Snowfall on Thursday night and Friday finally brought the snowpack in Fairbanks to above 12 inches in depth, with 5.2" of accumulation measured at the airport. In the wake of the snowfall, the temperature dropped sharply and reached -20 °F at the airport, the coldest observed so far this mild winter.
It's a common occurrence to see temperatures drop rapidly when clouds dissipate above fresh snow cover, and I got to wondering if this "post-snow" temperature drop could be quantified. For example, in the latest event the temperature dropped from 22° to -20°, a drop of 42 °F, and after the early December snowfall the temperature dropped 38 °F from 25° to -13 °F. Are these numbers typical? To look at this, I searched the winter months (November-March) since 1930 for snowfall events of 4 inches or greater, with two-day totals included. I then removed overlapping events and obtained the largest temperature drop within two days after snow ended in each case (243 cases in 85 years).

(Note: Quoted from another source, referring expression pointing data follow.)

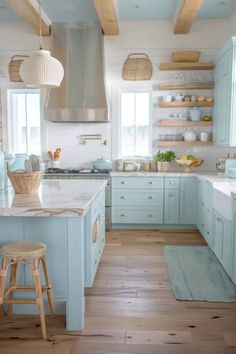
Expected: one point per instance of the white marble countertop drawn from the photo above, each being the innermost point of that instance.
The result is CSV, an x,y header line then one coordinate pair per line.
x,y
57,198
220,182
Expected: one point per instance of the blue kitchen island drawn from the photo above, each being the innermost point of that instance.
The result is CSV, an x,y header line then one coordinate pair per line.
x,y
69,217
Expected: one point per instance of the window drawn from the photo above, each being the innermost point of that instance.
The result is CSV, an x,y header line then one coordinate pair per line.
x,y
24,131
135,124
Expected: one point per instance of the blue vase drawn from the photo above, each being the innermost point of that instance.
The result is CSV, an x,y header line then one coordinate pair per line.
x,y
2,171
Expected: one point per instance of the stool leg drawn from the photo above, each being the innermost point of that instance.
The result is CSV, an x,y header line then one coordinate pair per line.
x,y
39,297
3,275
49,287
12,284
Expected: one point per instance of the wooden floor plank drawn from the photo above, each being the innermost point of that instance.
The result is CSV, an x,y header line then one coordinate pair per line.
x,y
131,308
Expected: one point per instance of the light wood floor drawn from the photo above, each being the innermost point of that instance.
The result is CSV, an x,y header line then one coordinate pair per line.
x,y
131,309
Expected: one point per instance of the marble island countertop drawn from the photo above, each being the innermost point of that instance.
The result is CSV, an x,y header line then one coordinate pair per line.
x,y
58,198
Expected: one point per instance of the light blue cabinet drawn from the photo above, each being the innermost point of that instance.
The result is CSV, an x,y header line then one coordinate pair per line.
x,y
94,238
234,247
204,221
222,243
171,210
224,129
188,201
137,200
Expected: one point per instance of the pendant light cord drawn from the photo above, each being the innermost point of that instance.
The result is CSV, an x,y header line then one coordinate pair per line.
x,y
40,27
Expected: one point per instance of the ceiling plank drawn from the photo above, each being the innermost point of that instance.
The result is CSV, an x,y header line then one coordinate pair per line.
x,y
187,15
29,12
107,14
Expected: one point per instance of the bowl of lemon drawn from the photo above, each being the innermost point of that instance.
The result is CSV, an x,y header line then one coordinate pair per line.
x,y
189,161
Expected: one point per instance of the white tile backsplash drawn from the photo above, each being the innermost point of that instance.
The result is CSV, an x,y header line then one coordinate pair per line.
x,y
67,137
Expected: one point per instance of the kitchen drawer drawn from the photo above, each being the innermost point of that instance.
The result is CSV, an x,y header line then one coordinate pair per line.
x,y
137,216
137,198
138,182
171,183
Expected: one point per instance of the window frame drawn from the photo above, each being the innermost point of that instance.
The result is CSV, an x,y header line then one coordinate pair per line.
x,y
134,89
9,134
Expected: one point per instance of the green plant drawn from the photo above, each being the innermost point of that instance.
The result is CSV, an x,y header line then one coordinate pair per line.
x,y
165,156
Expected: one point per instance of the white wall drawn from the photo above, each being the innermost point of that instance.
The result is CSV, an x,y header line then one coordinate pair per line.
x,y
158,41
155,39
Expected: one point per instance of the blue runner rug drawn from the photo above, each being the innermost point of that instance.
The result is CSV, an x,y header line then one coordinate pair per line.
x,y
196,274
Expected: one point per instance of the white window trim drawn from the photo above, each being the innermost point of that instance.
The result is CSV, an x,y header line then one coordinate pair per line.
x,y
5,120
116,126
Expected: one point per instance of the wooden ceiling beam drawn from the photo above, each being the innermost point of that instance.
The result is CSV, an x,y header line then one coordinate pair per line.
x,y
27,9
187,15
106,11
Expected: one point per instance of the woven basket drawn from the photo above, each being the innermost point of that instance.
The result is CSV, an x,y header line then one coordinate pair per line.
x,y
25,182
138,68
14,68
186,56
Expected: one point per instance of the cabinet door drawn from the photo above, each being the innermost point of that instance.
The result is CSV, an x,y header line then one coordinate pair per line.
x,y
171,210
227,247
223,241
218,229
223,98
188,200
234,252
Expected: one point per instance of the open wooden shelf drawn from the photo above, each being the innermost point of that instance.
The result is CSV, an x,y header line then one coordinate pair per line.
x,y
183,123
186,104
188,86
182,143
187,66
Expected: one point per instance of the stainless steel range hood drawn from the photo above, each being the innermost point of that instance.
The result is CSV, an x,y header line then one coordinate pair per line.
x,y
81,96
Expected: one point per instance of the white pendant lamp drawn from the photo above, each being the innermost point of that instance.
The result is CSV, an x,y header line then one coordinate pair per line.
x,y
41,70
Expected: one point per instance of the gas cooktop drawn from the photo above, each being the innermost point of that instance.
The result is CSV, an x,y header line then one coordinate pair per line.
x,y
75,171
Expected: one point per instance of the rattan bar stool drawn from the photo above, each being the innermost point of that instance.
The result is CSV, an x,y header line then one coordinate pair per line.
x,y
31,254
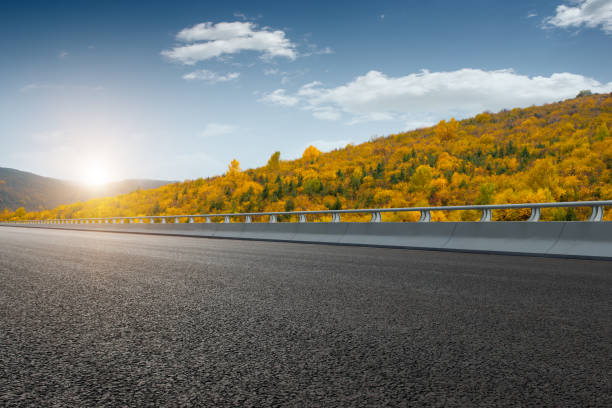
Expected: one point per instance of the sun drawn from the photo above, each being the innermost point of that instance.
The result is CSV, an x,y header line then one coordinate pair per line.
x,y
95,173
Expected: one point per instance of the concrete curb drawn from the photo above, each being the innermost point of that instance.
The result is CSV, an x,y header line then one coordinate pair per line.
x,y
576,239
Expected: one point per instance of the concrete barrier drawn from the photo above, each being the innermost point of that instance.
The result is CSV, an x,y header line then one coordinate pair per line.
x,y
563,239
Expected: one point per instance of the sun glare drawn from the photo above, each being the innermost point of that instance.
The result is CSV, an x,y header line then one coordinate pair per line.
x,y
95,173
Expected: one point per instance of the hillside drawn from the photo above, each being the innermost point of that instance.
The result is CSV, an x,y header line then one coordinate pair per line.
x,y
34,192
556,152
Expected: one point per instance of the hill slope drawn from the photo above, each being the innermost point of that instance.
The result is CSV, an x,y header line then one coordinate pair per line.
x,y
34,192
556,152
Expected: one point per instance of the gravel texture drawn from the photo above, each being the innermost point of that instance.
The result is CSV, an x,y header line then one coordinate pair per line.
x,y
103,319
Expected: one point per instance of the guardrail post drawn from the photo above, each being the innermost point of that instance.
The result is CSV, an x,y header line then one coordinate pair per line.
x,y
376,217
596,213
535,215
486,215
425,216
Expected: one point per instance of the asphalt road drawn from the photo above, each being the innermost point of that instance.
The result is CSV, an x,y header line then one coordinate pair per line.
x,y
103,319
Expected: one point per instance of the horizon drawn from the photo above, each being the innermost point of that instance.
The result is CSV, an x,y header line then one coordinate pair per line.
x,y
177,93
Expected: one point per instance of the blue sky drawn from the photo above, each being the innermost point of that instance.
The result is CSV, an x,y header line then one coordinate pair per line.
x,y
175,90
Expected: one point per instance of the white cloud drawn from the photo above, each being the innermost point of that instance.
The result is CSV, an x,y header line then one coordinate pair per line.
x,y
241,16
60,87
279,97
271,71
208,40
326,113
217,129
590,13
435,95
210,76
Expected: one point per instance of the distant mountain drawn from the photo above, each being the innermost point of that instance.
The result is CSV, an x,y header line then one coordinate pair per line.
x,y
34,192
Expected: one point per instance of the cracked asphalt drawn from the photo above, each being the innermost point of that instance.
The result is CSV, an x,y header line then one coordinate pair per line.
x,y
103,319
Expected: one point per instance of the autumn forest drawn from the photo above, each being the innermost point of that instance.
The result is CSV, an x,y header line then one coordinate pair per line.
x,y
556,152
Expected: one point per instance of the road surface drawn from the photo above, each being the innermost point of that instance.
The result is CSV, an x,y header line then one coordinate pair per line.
x,y
106,319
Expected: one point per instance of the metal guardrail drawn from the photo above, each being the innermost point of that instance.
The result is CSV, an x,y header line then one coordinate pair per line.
x,y
597,210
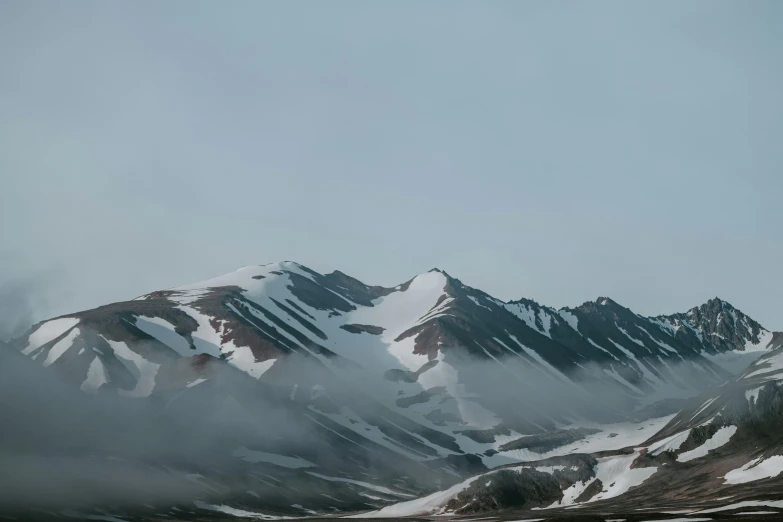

A histogram of the results is shown below.
The historical data reveal that a drop of 40 °F in one or two days is very typical, with the long-term median being 37 °F. It's not at all surprising to see that large temperature drops are quite common, because the thick cloud cover and warm advection associated with these relatively "heavy" snow events initially brings elevated temperatures, but then clearing skies and cold advection behind the system allow for rapid cooling. Fresh snow cover is also very favorable for radiational cooling.
Out of curiosity I looked quickly at the long-term history of this phenomenon by taking a trailing median of the temperature drop associated with the prior 20 snow events, and then applying an extra 7-event smoother, see below:
There have been some interesting variations in the past two decades, with snow events generally being followed by less cooling in the 1990s but considerably more cooling since 2000. I have no useful suggestions on how to interpret this change, so I mention it merely as a point of curiosity. But it's clear that this weekend's chill was exactly in line with the Fairbanks climate of the past decade.